He that diligently seeketh good procureth favour: but he that seeketh mischief, it shall come unto him.
The book of Proverbs is a collection of ancient wisdom sayings, many attributed to King Solomon of Israel, who ruled around 970–930 BC and was celebrated for his wisdom. This proverb makes a simple but penetrating observation about human nature and moral orientation: what you actively look for tends to be what you find — and what finds you in return. The person who genuinely pursues good — in their intentions, their actions, and how they treat others — tends to attract goodwill and favor. But the person who goes searching for ways to harm, to scheme, or to exploit will find that same spirit eventually circling back to them. It is not a promise of instant reward; it is a description of the kind of person you become over time and the world you end up inhabiting.

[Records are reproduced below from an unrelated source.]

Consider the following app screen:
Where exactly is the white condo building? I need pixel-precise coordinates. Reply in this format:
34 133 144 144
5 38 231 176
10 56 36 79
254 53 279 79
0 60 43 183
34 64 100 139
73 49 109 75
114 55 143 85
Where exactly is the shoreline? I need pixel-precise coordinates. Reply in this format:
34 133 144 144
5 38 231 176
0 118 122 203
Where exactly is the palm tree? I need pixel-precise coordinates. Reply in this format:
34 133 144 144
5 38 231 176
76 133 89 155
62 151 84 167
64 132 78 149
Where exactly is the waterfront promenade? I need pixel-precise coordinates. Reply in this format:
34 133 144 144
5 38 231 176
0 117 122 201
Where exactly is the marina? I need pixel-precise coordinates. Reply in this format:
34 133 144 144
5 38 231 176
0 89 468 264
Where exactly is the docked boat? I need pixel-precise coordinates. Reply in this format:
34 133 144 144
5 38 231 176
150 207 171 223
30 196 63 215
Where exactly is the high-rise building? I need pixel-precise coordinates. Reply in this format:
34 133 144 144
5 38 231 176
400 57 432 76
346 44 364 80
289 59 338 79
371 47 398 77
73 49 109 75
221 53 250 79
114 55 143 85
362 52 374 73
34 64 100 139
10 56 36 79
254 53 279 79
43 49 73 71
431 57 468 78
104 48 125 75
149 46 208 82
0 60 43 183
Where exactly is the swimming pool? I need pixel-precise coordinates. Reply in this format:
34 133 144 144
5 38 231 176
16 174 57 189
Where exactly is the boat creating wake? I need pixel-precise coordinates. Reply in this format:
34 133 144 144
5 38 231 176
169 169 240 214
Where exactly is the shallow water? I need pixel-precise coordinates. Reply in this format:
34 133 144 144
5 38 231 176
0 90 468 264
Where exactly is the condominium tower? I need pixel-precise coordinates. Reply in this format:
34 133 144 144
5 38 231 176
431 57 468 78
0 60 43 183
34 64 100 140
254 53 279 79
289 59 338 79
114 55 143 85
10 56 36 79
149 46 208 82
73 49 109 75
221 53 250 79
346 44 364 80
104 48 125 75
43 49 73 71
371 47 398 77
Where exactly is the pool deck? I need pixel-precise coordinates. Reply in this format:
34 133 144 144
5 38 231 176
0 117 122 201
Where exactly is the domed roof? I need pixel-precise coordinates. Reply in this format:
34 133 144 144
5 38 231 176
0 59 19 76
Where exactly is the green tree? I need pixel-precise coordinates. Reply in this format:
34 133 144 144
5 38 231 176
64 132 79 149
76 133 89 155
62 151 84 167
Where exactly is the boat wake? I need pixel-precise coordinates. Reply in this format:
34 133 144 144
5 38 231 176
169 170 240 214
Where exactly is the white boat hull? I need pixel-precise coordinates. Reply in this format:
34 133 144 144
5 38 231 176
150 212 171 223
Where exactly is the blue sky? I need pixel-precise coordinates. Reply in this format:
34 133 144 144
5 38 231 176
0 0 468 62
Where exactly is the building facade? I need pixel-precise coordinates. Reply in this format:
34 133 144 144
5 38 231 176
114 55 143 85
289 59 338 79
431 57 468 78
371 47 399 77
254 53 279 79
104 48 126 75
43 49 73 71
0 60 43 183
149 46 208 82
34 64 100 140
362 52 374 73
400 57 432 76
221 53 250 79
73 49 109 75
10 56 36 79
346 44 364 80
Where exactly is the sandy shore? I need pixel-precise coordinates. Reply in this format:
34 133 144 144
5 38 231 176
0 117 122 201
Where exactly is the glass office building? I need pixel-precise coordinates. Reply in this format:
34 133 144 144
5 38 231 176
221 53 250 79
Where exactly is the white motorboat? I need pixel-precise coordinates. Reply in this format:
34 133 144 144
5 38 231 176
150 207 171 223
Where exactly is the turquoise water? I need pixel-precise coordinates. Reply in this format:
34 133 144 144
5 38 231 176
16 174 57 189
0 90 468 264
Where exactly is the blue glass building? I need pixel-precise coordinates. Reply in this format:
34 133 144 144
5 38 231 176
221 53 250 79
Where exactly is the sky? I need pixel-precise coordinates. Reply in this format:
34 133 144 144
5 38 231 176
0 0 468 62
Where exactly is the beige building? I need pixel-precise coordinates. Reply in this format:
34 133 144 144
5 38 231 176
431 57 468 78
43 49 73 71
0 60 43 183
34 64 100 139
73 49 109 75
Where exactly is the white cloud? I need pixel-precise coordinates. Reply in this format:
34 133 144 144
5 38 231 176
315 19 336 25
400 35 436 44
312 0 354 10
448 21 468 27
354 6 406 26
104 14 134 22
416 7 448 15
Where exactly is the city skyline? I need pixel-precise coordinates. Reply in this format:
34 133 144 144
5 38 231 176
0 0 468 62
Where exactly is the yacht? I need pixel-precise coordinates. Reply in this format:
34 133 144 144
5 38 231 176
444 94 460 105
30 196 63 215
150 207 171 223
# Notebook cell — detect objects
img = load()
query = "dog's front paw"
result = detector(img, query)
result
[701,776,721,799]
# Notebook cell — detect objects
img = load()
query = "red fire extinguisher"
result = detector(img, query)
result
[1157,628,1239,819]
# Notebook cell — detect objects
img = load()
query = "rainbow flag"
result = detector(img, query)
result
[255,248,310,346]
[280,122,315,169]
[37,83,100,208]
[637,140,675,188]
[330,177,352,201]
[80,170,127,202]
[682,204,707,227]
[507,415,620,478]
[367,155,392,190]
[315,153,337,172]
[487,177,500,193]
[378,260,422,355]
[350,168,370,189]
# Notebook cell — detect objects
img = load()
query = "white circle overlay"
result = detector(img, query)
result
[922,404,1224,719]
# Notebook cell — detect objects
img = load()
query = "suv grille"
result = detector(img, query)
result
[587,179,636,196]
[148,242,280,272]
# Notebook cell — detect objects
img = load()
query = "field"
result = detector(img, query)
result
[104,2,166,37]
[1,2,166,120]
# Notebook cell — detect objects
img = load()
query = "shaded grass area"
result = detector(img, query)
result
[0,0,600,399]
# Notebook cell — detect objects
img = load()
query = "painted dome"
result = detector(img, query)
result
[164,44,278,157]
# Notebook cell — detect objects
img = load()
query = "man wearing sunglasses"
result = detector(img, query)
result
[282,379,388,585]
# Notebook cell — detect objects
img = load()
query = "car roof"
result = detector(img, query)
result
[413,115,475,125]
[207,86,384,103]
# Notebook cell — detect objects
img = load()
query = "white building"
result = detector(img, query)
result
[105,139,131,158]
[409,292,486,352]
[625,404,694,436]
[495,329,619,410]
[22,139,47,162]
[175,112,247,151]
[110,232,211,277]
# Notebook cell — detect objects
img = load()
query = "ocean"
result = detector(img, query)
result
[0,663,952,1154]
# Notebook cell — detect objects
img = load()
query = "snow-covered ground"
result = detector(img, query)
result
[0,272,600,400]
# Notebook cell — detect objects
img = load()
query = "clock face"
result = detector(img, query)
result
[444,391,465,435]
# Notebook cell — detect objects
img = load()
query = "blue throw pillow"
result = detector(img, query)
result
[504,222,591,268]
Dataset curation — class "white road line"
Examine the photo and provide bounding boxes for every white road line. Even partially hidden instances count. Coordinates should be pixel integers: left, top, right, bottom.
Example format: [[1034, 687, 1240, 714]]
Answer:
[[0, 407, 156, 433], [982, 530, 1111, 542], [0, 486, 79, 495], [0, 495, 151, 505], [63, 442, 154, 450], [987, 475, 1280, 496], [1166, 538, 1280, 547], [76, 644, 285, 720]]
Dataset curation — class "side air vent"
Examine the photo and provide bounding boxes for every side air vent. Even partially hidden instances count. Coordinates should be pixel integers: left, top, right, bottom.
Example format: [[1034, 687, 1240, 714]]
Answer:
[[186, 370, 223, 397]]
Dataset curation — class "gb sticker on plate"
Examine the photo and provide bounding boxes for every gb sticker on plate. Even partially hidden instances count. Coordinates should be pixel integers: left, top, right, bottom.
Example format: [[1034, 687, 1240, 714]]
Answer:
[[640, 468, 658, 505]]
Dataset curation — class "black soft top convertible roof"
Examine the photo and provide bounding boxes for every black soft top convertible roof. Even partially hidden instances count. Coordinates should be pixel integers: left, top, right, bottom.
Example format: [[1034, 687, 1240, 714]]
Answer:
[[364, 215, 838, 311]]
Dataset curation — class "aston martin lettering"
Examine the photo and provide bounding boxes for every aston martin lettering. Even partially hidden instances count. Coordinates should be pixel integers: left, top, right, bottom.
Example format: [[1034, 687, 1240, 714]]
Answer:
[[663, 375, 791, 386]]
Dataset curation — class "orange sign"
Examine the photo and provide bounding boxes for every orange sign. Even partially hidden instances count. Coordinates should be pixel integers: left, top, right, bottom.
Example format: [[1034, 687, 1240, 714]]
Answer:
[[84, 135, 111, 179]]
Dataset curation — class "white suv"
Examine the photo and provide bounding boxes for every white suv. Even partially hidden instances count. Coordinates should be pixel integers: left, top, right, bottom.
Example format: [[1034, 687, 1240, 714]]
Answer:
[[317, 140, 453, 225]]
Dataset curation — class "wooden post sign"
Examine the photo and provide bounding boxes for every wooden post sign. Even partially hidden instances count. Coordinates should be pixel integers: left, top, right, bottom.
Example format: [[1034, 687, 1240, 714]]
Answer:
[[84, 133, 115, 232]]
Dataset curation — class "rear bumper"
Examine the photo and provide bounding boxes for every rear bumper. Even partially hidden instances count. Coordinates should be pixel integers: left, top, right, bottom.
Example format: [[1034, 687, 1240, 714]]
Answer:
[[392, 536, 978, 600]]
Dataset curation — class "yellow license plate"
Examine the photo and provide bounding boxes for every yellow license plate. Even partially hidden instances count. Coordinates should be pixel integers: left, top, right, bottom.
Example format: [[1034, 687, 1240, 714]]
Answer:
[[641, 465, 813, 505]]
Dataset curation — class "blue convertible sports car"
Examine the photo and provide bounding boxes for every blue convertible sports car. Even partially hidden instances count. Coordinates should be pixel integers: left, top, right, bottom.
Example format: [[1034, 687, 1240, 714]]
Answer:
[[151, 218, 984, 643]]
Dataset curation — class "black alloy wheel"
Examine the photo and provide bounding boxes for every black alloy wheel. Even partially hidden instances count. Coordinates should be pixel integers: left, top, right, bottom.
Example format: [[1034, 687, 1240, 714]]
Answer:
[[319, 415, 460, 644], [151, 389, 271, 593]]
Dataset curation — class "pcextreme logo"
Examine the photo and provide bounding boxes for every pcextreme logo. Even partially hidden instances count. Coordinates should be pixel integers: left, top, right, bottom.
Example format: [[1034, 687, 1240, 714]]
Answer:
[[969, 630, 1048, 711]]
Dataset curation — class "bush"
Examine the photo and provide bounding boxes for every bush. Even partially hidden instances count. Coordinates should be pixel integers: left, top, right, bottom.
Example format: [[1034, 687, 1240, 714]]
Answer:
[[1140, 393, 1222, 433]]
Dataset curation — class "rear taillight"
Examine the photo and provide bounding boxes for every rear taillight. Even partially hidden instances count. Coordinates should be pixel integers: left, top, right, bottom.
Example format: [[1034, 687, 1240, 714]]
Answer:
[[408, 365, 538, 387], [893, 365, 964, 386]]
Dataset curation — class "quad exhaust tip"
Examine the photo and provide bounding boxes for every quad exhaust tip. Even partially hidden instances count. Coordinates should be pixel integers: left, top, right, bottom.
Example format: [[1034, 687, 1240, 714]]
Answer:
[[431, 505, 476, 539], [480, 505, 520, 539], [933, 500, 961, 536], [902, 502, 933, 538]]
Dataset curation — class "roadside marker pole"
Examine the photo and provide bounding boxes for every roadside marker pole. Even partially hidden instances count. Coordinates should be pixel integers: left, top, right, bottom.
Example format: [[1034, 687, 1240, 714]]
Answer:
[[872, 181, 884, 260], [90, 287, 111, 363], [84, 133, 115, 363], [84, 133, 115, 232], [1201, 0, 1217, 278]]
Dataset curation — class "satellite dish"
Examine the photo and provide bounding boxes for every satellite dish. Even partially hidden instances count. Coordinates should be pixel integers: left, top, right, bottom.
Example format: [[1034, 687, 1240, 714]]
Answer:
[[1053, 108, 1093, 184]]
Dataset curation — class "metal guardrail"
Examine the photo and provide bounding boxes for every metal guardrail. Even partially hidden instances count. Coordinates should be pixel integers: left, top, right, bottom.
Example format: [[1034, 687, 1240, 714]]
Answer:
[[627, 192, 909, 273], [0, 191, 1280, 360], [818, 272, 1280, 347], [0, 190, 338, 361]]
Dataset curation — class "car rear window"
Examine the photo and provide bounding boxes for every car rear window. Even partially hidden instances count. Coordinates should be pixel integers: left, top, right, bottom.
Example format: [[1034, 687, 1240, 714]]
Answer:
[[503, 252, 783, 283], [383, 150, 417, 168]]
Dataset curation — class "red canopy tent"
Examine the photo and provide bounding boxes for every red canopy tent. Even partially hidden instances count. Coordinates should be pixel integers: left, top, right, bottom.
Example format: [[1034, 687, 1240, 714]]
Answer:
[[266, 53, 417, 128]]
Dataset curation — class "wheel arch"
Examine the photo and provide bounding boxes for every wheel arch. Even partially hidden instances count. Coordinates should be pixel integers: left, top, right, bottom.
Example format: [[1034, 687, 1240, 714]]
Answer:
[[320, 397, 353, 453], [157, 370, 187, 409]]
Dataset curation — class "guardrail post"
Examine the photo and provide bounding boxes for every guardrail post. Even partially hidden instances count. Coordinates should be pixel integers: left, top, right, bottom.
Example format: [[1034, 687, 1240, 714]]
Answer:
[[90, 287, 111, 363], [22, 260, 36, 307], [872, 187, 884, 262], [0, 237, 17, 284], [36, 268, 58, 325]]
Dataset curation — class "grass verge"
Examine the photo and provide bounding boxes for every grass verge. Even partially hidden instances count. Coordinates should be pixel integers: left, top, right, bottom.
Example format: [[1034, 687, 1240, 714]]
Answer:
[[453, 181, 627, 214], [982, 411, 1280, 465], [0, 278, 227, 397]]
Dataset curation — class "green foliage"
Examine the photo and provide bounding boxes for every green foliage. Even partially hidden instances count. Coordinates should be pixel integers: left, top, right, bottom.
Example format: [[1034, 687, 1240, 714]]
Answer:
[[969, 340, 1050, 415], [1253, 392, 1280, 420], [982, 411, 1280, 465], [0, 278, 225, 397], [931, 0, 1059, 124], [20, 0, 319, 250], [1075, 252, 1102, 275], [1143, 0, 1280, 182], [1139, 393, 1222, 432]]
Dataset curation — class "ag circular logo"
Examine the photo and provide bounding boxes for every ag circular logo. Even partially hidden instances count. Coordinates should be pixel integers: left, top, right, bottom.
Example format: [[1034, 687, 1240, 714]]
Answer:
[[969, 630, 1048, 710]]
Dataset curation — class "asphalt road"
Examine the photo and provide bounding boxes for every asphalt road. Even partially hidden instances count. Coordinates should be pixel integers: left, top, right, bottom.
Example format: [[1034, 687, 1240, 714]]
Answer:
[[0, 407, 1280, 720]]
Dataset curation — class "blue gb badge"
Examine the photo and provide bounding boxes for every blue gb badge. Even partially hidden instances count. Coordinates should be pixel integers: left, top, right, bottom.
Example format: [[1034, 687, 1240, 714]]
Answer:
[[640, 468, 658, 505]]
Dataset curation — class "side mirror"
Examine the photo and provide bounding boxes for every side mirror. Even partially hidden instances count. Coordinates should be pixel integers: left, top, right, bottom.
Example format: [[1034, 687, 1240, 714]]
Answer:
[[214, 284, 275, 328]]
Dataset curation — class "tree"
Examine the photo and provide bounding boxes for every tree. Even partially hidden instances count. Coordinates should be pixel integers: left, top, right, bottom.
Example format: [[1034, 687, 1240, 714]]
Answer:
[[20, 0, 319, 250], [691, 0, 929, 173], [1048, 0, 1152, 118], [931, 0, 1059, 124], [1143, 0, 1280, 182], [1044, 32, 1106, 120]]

God, show me what I am actually looking for when I walk into the day. When I am hunting for fault, for leverage, or for ways to protect myself at someone else's expense, interrupt that. Teach me to genuinely seek good — in the people I like, and especially in the ones I do not. Amen.
Here is a question worth sitting with: what are you actually hunting for when you walk into a room? We all carry a default lens. Some people scan for threats. Some for status. Some for what is broken. Some for what is possible. Proverbs says this orientation is not just a personality quirk — it is a trajectory. The person who genuinely seeks good tends to find goodwill waiting. Not always immediately, and not always in the form expected. But the searching shapes the finding, and over time, it shapes the searcher. It would be easy to read this as a karma formula — be good, get good things back. But that misses the point. The proverb is an observation about character and what it does to a person over time. If you are constantly looking for the angle, the loophole, the way to come out ahead at someone else's expense, you begin to see every relationship as a transaction and every person as a means to an end. That is a kind of poverty. Think about the hardest relationship in your life right now. What would it look like to walk into it genuinely seeking their good — not your advantage, not vindication — just good?
What does 'seeking good' actually look like in practice — is it primarily about intentions, about visible actions, or about some combination of both? How would you know if you were genuinely doing it?
Think of someone in your life who consistently seems to find goodwill wherever they go. What do you notice about how they approach people, and what could you learn from them?
This proverb suggests a moral reciprocity built into the fabric of life. But what about situations where people pursue evil and seem to prosper, or where genuinely good people suffer? Does that tension complicate this truth for you, or does it sit alongside it?
How does the internal orientation you bring to a conversation — searching for fault, for competition, or for genuine good — affect the people closest to you, even when they cannot see what you are doing internally?
Is there a specific relationship or situation this week where you could deliberately choose to seek good rather than seek advantage or self-protection? What would the very first concrete step actually look like?
He who diligently seeks good seeks favor and grace, But he who seeks evil, evil will come to him.
AMP
Whoever diligently seeks good seeks favor, but evil comes to him who searches for it.
ESV
He who diligently seeks good seeks favor, But he who seeks evil, evil will come to him.
NASB
He who seeks good finds goodwill, but evil comes to him who searches for it.
NIV
He who earnestly seeks good finds favor, But trouble will come to him who seeks evil.
NKJV
If you search for good, you will find favor; but if you search for evil, it will find you!
NLT
The one who seeks good finds delight; the student of evil becomes evil.